Canadian Natural Resources forecast a modest rise in production for 2026 while lowering total capital spending from this year's levels. Natural Resources opened trading down 31 cents to $44.13.
Among other individual stocks, Altus Group fell $7.75, or 14.5%, to $45.88, after quarterly results missed estimates.
ON BAYSTREET
The TSX Venture Exchange dropped 7.68 points to 868.21.
Eight of the 12 TSX subgroups were lower, with information technology down 3.1%, health-care, off 0.9%, and real-estate shed 0.8%.
The four gainers were led by telecoms, up 0.3%, energy, nicking up 0.1%, and gold, eking up 0.01%.
ON WALLSTREET
Stocks moved lower Friday as tech continued to struggle, putting the major averages on pace for a losing week.
The Dow Jones Industrials erased 100.59 points to 46,811.71
The S&P 500 dropped 44.77 points to open the session at 6,675.55.
The NASDAQ plunged 295.50 points to 22,758.49.
Nvidia shares were down 3%, putting their weekly losses at 10%. Fellow leading artificial intelligence player Oracle fell 3% and was on track for 10% decline on the week as well. Palantir Technologies, down 14% on the week, and Broadcom, off by 6% this week, were also lower.
Key AI leaders lost steam on Thursday, with Nvidia, Advanced Micro Devices, Tesla and Microsoft posting significant declines that weighed on the broader market.

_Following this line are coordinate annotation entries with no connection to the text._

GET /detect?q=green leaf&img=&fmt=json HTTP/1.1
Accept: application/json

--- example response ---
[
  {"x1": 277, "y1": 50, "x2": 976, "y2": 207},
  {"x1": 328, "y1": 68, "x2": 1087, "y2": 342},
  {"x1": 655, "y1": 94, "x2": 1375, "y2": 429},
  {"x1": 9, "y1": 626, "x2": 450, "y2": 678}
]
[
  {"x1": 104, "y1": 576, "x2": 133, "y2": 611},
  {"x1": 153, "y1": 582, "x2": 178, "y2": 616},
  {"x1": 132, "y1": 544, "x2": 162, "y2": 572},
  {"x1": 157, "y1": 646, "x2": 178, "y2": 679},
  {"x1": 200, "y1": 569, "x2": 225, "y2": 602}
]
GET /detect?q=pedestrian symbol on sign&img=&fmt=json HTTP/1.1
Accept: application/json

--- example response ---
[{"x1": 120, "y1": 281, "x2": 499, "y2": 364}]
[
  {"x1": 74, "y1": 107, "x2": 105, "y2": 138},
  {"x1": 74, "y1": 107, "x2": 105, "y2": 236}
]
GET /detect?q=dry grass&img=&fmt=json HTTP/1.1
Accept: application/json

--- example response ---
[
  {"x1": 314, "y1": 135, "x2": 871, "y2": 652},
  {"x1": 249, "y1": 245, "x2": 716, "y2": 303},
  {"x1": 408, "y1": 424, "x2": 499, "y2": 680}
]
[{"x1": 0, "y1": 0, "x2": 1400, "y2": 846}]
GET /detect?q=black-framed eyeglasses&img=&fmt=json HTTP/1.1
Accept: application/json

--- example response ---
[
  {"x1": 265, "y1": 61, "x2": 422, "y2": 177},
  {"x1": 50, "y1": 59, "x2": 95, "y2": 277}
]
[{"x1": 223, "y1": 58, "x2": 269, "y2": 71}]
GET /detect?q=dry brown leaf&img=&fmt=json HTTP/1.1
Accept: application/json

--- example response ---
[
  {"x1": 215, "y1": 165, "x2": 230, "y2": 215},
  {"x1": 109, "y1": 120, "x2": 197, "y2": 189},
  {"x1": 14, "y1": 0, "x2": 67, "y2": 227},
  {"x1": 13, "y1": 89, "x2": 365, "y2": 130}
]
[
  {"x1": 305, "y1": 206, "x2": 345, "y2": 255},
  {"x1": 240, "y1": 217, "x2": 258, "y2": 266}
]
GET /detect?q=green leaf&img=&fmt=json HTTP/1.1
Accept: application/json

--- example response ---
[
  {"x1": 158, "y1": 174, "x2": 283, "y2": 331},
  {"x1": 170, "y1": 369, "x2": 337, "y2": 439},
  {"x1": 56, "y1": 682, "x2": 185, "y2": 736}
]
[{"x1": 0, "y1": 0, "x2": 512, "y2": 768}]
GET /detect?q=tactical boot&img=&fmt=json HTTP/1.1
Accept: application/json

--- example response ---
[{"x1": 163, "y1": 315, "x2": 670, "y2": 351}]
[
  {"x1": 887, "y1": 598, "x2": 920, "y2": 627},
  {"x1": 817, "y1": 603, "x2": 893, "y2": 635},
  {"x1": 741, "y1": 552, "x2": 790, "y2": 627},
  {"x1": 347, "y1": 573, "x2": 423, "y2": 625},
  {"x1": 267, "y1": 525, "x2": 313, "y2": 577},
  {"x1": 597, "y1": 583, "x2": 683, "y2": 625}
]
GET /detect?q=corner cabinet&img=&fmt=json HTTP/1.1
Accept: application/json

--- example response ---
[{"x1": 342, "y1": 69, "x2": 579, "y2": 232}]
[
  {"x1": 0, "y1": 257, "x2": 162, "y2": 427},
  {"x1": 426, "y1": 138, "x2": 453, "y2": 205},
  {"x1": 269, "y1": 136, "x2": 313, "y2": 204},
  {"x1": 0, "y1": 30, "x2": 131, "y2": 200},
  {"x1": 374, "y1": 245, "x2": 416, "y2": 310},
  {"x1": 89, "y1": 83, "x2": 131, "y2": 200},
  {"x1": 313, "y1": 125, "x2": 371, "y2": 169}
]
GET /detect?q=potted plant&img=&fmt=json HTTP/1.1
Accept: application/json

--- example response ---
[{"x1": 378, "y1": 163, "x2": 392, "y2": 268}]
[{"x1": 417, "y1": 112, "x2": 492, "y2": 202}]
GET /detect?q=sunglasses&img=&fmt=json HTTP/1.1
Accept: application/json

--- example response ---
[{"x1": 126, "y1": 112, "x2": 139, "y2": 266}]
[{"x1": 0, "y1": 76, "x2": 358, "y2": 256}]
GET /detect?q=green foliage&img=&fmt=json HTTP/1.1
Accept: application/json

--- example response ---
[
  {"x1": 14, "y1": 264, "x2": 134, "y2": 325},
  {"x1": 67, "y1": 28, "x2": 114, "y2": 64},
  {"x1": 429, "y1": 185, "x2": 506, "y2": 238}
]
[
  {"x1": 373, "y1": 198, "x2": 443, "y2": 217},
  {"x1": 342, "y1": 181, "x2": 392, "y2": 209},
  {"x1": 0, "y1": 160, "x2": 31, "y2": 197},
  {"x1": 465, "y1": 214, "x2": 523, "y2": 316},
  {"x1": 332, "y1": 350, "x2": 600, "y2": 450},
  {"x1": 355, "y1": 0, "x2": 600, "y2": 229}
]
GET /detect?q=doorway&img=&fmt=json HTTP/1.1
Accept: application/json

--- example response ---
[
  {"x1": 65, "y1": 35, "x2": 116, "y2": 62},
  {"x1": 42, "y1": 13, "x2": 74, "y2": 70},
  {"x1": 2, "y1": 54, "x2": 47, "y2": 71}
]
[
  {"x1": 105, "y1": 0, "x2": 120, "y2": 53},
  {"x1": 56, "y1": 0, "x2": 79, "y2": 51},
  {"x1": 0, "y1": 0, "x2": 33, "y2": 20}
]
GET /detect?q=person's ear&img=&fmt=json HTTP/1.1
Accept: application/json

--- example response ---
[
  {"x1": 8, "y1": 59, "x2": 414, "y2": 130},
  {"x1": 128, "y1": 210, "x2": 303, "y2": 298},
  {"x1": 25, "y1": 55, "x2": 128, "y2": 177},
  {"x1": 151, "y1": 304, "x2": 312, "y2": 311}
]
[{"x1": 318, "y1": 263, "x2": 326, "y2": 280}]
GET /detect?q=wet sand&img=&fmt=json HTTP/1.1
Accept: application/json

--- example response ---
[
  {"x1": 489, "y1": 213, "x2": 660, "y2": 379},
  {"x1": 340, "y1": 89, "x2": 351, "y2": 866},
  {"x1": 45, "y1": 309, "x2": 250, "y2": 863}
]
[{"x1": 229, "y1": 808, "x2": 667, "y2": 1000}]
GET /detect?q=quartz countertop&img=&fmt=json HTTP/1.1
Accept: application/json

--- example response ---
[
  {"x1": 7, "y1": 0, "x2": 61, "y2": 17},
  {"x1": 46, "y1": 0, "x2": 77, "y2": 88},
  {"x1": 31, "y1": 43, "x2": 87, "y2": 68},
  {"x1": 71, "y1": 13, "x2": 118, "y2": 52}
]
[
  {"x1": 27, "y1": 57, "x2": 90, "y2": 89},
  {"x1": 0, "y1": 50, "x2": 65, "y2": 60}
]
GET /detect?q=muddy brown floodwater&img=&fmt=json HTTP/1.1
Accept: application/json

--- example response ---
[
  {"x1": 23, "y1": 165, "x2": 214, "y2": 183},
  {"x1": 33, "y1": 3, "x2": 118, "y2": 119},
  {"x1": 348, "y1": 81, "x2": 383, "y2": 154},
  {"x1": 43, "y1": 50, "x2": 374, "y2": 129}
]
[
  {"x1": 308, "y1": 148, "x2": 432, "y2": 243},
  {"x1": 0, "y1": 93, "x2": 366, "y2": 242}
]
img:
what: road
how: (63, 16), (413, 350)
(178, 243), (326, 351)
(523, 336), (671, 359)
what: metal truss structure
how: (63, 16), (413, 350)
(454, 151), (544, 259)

The drop in stocks was also exacerbated by data reflecting job cuts for October hit the highest level for the month in more than two decades, making 2025 the worst year for layoffs since 2009.
Major U.S. stock averages closed lower across the board in the previous session, with the tech-heavy NASDAQ notably dropping 1.9% and the 30-stock Dow closing lower by almost 400 points.
Prices for the 10-year Treasury were unchanged Friday, keeping yields at Thursday’s 4.09%.
Oil prices acquired 26 cents to $59.69 U.S. a barrel.
Gold prices took on $10.00 to $4,001. U.S. an ounce.